Did you sell out too soon?

Your property has reached 100% occupancy and it is still a few weeks before the arrival day. Do you feel satisfied with the result or worry about potential revenue loss? Without accurate knowledge of unconstrained property demand it is difficult to exactly forecast the demand potential for your property.

If your historical demand indicates that there was no further demand for your property after this sell out point in time then you could say job well done however traditionally we know that our booking curves continue to grow the closer to arrival and our industry is made up of early and late booking markets.

The risks of selling out to early is High Rate Spill and this is a silent revenue thief as is the reverse, Low Rate Spill. High Rate Spill is when we sold out too early at lower rates and didn’t protect enough for higher yielding demand.

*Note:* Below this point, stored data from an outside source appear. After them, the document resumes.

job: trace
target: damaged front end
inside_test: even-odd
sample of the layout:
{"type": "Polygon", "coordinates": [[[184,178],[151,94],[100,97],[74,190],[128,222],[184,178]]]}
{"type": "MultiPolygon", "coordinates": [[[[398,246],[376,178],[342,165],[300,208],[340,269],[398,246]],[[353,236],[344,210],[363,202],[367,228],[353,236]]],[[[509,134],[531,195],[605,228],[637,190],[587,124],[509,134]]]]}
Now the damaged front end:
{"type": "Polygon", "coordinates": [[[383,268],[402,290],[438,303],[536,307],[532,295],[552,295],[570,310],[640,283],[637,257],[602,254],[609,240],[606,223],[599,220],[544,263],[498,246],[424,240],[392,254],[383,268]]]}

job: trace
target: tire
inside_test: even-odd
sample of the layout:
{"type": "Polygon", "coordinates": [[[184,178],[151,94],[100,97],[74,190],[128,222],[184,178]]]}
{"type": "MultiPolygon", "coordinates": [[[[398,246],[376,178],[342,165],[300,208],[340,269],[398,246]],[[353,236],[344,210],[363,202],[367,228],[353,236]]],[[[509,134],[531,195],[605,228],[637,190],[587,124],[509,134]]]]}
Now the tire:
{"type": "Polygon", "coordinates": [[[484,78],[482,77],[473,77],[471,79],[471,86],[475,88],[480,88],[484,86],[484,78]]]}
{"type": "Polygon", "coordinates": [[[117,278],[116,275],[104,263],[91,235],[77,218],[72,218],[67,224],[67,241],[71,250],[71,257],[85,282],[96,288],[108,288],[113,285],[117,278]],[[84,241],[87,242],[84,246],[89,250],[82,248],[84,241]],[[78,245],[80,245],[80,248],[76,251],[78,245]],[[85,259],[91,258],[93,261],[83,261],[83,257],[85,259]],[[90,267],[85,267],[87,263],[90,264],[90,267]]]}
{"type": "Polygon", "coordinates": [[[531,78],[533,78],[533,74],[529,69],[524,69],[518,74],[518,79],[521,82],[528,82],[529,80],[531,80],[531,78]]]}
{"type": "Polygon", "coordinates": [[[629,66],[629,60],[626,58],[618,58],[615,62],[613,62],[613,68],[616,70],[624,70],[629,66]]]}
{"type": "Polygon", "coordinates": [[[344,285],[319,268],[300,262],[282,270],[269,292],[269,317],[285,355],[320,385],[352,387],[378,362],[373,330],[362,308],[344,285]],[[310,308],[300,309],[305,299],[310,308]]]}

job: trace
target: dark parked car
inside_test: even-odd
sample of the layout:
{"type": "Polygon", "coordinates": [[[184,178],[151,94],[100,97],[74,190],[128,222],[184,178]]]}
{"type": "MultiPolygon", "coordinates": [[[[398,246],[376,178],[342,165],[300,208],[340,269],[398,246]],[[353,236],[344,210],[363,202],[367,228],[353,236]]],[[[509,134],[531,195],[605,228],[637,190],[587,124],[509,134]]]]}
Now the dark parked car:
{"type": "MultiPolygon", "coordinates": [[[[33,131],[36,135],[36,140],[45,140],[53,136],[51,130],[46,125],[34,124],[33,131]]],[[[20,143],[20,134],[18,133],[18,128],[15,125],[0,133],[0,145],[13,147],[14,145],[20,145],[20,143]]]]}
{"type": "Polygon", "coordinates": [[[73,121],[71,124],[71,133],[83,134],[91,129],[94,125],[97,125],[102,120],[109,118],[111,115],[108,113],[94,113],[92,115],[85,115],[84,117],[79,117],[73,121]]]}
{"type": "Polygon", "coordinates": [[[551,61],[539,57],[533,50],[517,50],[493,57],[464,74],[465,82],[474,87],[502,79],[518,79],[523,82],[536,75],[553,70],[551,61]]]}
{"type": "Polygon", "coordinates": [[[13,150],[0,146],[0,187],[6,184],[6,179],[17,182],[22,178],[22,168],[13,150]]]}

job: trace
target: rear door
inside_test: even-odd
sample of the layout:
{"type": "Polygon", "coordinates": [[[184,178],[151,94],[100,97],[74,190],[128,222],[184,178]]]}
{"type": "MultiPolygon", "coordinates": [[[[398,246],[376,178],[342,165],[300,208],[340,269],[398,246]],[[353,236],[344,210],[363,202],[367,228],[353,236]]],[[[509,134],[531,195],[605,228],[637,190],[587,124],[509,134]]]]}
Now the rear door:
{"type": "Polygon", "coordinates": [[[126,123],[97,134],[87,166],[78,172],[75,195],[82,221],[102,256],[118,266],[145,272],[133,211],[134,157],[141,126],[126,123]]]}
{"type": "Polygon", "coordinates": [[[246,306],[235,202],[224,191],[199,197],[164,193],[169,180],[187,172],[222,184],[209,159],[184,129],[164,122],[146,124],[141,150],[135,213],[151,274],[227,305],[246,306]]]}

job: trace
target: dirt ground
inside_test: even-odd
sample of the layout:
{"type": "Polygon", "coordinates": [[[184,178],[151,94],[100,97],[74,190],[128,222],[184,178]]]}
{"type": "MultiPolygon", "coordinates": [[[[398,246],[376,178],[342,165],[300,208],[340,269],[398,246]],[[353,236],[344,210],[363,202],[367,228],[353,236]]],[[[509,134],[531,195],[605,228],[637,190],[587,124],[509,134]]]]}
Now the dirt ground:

Also if the sell out data is a night in isolation their will certainly be revenue losses on the surrounding days across the week.

It may be that you secured a group business that brought in additional catering revenue as well. However did the total piece of this business yield more profit than if we had sold the rooms to the transient demand, in addition the sell out this business caused if not placed correctly will certainly have displaced other transient revenue across the week.

Manually we can observe historical booking curve trends by segment and make estimates as to what we have potentially displaced by selling out too early.

Ideally by applying accurate forecasts per segment and utilising the right mix of inventory restrictions driven by demand patterns, revenue management is the process that will prevent selling out too early if higher yielding demand exists.